The Gutenberg Bible is the first printed book and also one of the finest. It is printed in royal folio 39 x 28 cm in two columns per page of Gothic script imitating luxury manuscripts. Three years are needed to print 180 copies of this edition, from 1452 to 1455.
This is a superb technical achievement already including the strict alignment of the edges of columns, what is now called justification. A copyist took three years to complete a manuscript of the same magnitude, 643 folios distributed in two volumes.
This amazing productivity is not sufficient to ensure profitability. The book is printed only in black and areas are left free for the client to execute the initials and illuminations. The Gutenberg Bible can not compete with the manuscripts. Fust is upset.

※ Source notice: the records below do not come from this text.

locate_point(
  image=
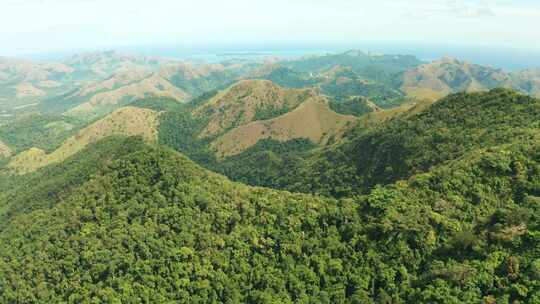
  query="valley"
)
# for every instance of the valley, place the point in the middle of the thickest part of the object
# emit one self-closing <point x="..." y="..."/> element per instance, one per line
<point x="339" y="178"/>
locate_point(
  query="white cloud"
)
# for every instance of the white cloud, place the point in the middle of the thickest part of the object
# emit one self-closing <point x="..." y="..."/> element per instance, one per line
<point x="42" y="25"/>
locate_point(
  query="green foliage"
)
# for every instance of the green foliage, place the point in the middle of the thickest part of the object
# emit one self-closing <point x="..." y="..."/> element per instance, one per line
<point x="356" y="106"/>
<point x="42" y="131"/>
<point x="360" y="63"/>
<point x="260" y="164"/>
<point x="158" y="104"/>
<point x="289" y="78"/>
<point x="151" y="226"/>
<point x="459" y="124"/>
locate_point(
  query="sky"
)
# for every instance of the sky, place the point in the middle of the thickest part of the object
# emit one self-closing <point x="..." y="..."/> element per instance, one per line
<point x="30" y="27"/>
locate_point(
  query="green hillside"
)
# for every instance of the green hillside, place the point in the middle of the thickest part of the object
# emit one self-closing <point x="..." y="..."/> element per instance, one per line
<point x="406" y="145"/>
<point x="148" y="225"/>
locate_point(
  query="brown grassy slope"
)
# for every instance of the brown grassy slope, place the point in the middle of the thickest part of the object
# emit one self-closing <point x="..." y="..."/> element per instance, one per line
<point x="129" y="121"/>
<point x="440" y="78"/>
<point x="238" y="105"/>
<point x="154" y="85"/>
<point x="313" y="119"/>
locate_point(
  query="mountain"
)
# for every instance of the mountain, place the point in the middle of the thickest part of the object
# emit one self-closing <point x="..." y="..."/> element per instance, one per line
<point x="44" y="131"/>
<point x="147" y="223"/>
<point x="247" y="101"/>
<point x="197" y="79"/>
<point x="102" y="64"/>
<point x="340" y="76"/>
<point x="127" y="121"/>
<point x="124" y="90"/>
<point x="24" y="83"/>
<point x="356" y="106"/>
<point x="5" y="151"/>
<point x="439" y="78"/>
<point x="406" y="145"/>
<point x="311" y="120"/>
<point x="362" y="63"/>
<point x="528" y="81"/>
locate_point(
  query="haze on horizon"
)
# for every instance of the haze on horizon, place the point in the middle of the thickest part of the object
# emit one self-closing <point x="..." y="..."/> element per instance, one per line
<point x="29" y="27"/>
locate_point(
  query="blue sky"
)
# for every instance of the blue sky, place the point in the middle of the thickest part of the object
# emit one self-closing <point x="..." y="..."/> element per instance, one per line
<point x="39" y="26"/>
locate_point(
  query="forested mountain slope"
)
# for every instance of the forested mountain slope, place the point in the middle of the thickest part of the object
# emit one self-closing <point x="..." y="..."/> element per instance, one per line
<point x="405" y="145"/>
<point x="128" y="121"/>
<point x="148" y="225"/>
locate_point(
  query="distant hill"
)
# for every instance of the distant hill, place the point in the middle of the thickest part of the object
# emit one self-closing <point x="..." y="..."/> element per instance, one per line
<point x="439" y="78"/>
<point x="44" y="131"/>
<point x="311" y="120"/>
<point x="5" y="151"/>
<point x="132" y="221"/>
<point x="128" y="121"/>
<point x="24" y="83"/>
<point x="411" y="144"/>
<point x="364" y="64"/>
<point x="247" y="101"/>
<point x="118" y="91"/>
<point x="355" y="105"/>
<point x="100" y="65"/>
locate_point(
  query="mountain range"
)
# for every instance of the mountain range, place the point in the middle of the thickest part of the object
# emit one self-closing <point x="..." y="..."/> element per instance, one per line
<point x="344" y="178"/>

In 1921 a bookseller decides to disassemble a copy that was already incomplete for selling it per individual sheet. However, he has the good sense of keeping together those surviving folios that constitute a complete chapter of the Bible.
Thus, the Book of Esther is composed of eight consecutive sheets from the Volume I. This set of good freshness had been deprived of two initials cut off at an unidentified date and now replaced by fac simile in front and back. It belonged since 1922 to the Jewish Theological Seminary which decided to sell it, preferring to encourage their researchers to the study of Hebrew texts.
The Book of Esther from the Bible of Gutenberg and Fust is estimated $ 500K for sale by Sotheby's in New York on June 19, lot 1.